Evander Holyfield is trying to defend some blows to the torso given out by Rocky Marciano.

The gameplay of the game is very similar to that featured in Evander Holyfield's Real Deal Boxing. Perhaps the most noticeable improvement is the speed of the game; it is significantly faster than the aforementioned title. The "taunting" feature is also improved; the phrases used are now more varied, because each of the boxers based on real-life fighters have their own set of taunts. Some of them reflect utterances actually spoken by them during their careers. Boxers will now also sometimes taunt their opponents before fights as well as during them.

The game uses an identical 'attributes' system for each boxer to Evander Holyfield's Real Deal Boxing, apart from one change: the attribute "defense" is no longer present. As with Evander Holyfield in the previously mentioned game, the eight real-life fighters have maximum values on all of the attributes featured.

Career mode is slightly altered, in that the player fights their way through the thirty imaginary boxers in the game, with the last of these fights being for the World Heavyweight Title. After the player has won the title, they then fight all eight of the pugilists based on real-life boxers, in 'challenge' matches. Also, when creating a fighter, it is no longer possible to alter whether the boxer is left or right-handed. Instead, it is now possible to choose the physical size of your boxer from three pre-sets. An improvement over Evander Holyfield's Real Deal Boxing is that the player now has many more colors to choose from when determining skin and hair colour for their fighter. If they so wish, they can have boxers that are wildly unrealistic colours such as bright blue or green. There are also more colors to choose from when adjusting the color of a fighter's shorts.
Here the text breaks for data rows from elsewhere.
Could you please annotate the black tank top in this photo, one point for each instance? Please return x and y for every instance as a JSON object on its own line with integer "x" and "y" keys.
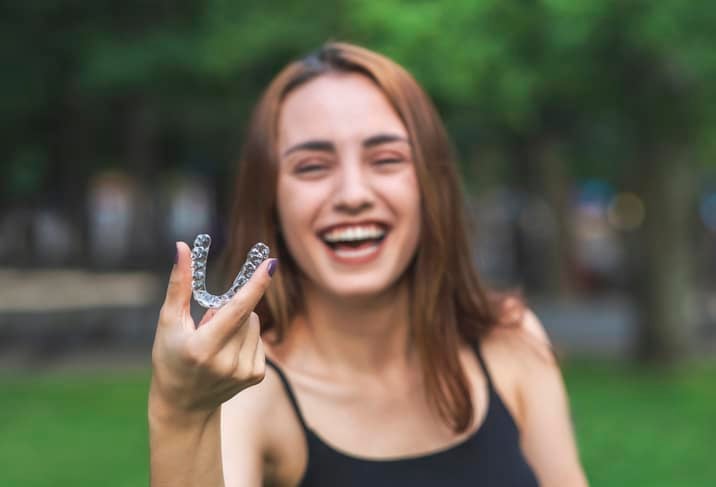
{"x": 489, "y": 457}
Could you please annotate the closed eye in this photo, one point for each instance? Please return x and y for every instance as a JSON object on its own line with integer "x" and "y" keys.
{"x": 306, "y": 168}
{"x": 392, "y": 160}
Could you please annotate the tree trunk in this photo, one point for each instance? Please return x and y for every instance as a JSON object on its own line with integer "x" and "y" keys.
{"x": 665, "y": 286}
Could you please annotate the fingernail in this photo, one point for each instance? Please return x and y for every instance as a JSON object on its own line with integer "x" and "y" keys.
{"x": 272, "y": 266}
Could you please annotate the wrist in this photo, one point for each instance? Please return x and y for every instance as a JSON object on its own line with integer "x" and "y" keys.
{"x": 162, "y": 413}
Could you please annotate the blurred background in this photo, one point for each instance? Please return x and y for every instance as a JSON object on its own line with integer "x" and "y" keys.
{"x": 587, "y": 140}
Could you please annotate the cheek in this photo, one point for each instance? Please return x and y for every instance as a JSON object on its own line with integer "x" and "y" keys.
{"x": 297, "y": 206}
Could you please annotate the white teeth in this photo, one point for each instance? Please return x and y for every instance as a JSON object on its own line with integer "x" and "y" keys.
{"x": 351, "y": 234}
{"x": 354, "y": 254}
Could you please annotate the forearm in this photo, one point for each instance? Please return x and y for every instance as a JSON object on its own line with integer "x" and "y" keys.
{"x": 185, "y": 449}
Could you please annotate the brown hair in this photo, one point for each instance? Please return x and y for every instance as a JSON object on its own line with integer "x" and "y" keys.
{"x": 448, "y": 302}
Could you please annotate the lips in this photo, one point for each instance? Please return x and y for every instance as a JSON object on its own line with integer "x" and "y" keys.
{"x": 354, "y": 243}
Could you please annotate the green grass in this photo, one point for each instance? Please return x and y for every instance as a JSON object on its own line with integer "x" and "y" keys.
{"x": 87, "y": 429}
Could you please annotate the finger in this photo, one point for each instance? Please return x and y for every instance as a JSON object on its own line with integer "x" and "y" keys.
{"x": 179, "y": 289}
{"x": 237, "y": 311}
{"x": 207, "y": 316}
{"x": 252, "y": 335}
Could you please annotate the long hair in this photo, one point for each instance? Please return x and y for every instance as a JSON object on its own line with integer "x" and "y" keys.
{"x": 449, "y": 305}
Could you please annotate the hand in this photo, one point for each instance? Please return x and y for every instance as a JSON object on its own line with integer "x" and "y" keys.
{"x": 196, "y": 369}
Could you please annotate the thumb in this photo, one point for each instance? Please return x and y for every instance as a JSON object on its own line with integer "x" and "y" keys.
{"x": 179, "y": 288}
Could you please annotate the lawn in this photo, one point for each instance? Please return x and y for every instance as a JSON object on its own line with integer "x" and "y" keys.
{"x": 635, "y": 427}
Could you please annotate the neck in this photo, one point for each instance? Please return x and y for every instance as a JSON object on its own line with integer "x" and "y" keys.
{"x": 362, "y": 334}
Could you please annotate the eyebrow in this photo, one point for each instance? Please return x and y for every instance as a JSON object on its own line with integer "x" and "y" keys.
{"x": 327, "y": 146}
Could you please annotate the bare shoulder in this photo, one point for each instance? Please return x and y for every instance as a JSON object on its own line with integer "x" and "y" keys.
{"x": 261, "y": 435}
{"x": 522, "y": 353}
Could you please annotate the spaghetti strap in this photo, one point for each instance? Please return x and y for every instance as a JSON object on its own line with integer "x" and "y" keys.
{"x": 485, "y": 370}
{"x": 289, "y": 392}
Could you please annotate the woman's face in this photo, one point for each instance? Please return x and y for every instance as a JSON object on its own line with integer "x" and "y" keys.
{"x": 348, "y": 197}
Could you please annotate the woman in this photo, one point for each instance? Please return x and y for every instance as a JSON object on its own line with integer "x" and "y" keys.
{"x": 389, "y": 363}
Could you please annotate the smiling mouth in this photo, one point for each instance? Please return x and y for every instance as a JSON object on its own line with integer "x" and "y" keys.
{"x": 354, "y": 241}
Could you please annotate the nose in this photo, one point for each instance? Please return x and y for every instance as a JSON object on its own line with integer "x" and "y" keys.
{"x": 353, "y": 192}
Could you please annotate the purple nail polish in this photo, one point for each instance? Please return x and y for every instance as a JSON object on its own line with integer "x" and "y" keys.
{"x": 272, "y": 266}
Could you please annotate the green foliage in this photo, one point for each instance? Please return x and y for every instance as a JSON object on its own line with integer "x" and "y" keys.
{"x": 634, "y": 427}
{"x": 601, "y": 76}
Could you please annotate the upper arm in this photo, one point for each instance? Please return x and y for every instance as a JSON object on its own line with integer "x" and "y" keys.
{"x": 546, "y": 431}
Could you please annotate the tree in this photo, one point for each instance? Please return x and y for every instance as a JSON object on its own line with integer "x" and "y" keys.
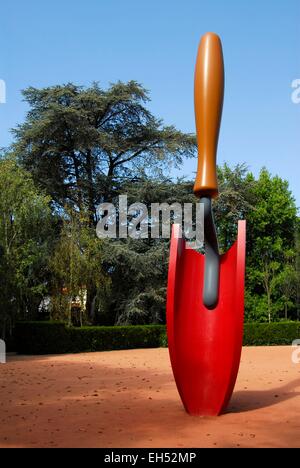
{"x": 26, "y": 232}
{"x": 75, "y": 263}
{"x": 270, "y": 238}
{"x": 80, "y": 143}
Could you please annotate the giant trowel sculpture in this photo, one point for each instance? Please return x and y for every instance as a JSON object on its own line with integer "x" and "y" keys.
{"x": 205, "y": 299}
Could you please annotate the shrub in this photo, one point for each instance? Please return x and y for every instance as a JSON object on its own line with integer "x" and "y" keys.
{"x": 56, "y": 338}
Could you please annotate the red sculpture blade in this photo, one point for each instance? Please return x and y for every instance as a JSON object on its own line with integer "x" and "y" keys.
{"x": 205, "y": 345}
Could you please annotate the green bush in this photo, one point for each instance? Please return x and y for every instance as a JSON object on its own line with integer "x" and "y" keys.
{"x": 57, "y": 338}
{"x": 271, "y": 334}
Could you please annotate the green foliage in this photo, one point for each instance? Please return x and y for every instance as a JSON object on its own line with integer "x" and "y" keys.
{"x": 83, "y": 146}
{"x": 26, "y": 228}
{"x": 77, "y": 262}
{"x": 271, "y": 334}
{"x": 81, "y": 143}
{"x": 56, "y": 338}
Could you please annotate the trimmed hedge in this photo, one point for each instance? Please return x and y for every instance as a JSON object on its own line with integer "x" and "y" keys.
{"x": 57, "y": 338}
{"x": 271, "y": 334}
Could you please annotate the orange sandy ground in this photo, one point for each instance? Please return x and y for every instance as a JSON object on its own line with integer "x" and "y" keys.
{"x": 129, "y": 399}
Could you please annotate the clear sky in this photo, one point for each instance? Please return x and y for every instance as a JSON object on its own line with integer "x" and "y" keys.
{"x": 155, "y": 42}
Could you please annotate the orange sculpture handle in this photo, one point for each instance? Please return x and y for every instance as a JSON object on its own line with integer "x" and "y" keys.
{"x": 209, "y": 94}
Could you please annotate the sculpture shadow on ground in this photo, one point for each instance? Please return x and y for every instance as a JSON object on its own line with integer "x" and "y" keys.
{"x": 249, "y": 400}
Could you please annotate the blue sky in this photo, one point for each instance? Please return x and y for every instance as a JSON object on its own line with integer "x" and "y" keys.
{"x": 155, "y": 42}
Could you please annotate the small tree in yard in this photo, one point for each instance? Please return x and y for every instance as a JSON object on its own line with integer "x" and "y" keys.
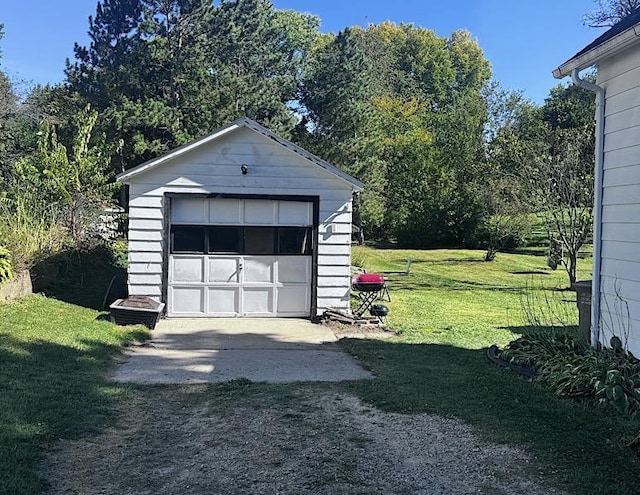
{"x": 563, "y": 188}
{"x": 508, "y": 215}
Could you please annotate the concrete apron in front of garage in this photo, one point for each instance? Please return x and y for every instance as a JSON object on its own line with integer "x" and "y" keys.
{"x": 274, "y": 350}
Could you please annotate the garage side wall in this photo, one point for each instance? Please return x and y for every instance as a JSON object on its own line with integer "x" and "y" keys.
{"x": 620, "y": 283}
{"x": 215, "y": 168}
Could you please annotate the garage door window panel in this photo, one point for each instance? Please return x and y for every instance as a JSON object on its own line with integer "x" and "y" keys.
{"x": 294, "y": 240}
{"x": 225, "y": 240}
{"x": 187, "y": 240}
{"x": 259, "y": 240}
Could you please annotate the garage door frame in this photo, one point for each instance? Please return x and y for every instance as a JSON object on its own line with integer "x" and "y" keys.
{"x": 166, "y": 236}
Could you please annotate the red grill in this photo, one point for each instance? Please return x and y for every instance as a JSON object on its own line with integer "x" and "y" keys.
{"x": 368, "y": 287}
{"x": 368, "y": 282}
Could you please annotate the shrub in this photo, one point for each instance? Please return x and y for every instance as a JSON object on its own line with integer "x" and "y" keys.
{"x": 570, "y": 368}
{"x": 119, "y": 253}
{"x": 5, "y": 265}
{"x": 30, "y": 230}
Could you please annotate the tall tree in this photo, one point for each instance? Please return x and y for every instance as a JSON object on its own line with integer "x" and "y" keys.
{"x": 163, "y": 72}
{"x": 610, "y": 12}
{"x": 76, "y": 178}
{"x": 401, "y": 108}
{"x": 8, "y": 117}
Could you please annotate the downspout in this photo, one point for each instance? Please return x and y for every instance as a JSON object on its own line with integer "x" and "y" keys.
{"x": 597, "y": 202}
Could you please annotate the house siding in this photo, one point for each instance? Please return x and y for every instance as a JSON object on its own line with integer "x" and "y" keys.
{"x": 214, "y": 168}
{"x": 620, "y": 257}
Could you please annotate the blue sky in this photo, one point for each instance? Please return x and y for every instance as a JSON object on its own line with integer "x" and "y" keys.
{"x": 524, "y": 41}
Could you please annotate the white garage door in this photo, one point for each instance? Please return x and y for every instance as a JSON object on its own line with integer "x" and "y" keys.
{"x": 240, "y": 257}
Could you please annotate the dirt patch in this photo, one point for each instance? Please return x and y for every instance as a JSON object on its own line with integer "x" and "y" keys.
{"x": 298, "y": 439}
There is one new mode: tournament. In this mode, a player takes control of one of the eight real-life boxers in the game, and competes against the other seven in an eight-man tournament. In any of the three modes, the player can choose to have their fighter on either the left or right side of the screen.

The real-life boxers featured in the game reflect the fighters they are based upon in the way the console controls them. For example, Muhammad Ali dances about the ring, throwing many quick, straight punches, whereas Rocky Marciano constantly moves forward, throwing heavier punches such as hooks or uppercuts.

==Reception==

Allgame gave the game a score of 4.5 stars out of a possible 5 in their overview. Game Players gave it a score of 56% in their February 1994 issue.